Someone (must have) once said, "You know you're getting old when you have more friends in the graveyard than out." The list of those in our local "skull orchard" as my dad (two years younger than yours) used to call it, is growing--still at a fairly slow clip--but growing nonetheless.

Mimi, I have a whole chapter in The Bluebird Effect about how the turkey vulture made its way to totem status for me. Mostly, it's because they appear to me when I need guidance. And twice I've seen a nearly pure white leucistic individual that knocked my socks off. And when I've had the honor of working with them I have loved their spirit. They're known more for their good works than their good looks. They clean things up. They make the world a better place.

Beautiful piece! Reminds me of a vintage church building in rural eastern Pennsylvania where there was a wedding a few years ago. I provided the music. The church had been abandoned for decades, but the bride, who grew up near there, had always admired it and dreamed of getting married there someday. When the time came, she secured permission to do just that. It was a simple, traditional ceremony, much like what the weddings had probably been during the church's prime. Being in those kinds of places is at once eerie and inspiring. I love it.

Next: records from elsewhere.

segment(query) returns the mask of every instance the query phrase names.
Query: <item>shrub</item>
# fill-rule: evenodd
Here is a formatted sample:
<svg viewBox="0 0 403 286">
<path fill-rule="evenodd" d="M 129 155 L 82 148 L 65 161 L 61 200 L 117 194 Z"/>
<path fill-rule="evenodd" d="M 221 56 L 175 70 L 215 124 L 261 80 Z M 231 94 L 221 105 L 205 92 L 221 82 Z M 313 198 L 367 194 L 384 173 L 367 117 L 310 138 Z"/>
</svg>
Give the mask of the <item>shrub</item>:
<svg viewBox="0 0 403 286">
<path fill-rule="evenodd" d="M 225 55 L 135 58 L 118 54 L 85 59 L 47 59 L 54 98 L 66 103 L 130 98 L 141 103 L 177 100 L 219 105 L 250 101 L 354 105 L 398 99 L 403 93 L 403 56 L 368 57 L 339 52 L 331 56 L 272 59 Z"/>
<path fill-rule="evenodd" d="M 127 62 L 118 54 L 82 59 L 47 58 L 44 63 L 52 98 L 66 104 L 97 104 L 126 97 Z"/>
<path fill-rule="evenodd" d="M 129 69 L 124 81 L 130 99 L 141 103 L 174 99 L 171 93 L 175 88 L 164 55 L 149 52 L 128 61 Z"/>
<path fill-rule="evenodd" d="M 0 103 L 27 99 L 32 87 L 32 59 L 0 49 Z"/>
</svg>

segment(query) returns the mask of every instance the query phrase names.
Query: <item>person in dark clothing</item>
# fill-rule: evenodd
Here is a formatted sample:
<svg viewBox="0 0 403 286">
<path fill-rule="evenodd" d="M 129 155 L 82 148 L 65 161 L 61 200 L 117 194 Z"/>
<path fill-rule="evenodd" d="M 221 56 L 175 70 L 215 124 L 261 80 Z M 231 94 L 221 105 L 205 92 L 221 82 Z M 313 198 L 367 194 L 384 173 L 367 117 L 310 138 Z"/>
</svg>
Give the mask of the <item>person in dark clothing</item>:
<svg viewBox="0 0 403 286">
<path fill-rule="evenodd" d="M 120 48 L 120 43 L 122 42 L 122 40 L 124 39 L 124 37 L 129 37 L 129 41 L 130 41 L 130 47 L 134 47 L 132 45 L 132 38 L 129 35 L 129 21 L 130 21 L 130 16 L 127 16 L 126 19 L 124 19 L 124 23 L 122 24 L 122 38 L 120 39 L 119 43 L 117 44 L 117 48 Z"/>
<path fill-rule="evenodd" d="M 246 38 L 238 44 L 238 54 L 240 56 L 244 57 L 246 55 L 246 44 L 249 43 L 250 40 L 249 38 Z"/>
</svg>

Reading your post and looking at your pictures I was right there with Chet and you--checking out the gravestones, going into the church, feeling the winter cold. The turkey vulture feather made your day. Your post made mine!

I love your sketch of Irene--not just our parents' generation, but a nineteenth-century life, it seems, and remote even by those standards. It's downright moving to know that can still go on.

The photo taken through the window, with the reflection of the trees and graveyard overlying the pews, is hauntingly meaningful, especially for an abandoned building like this! Wow.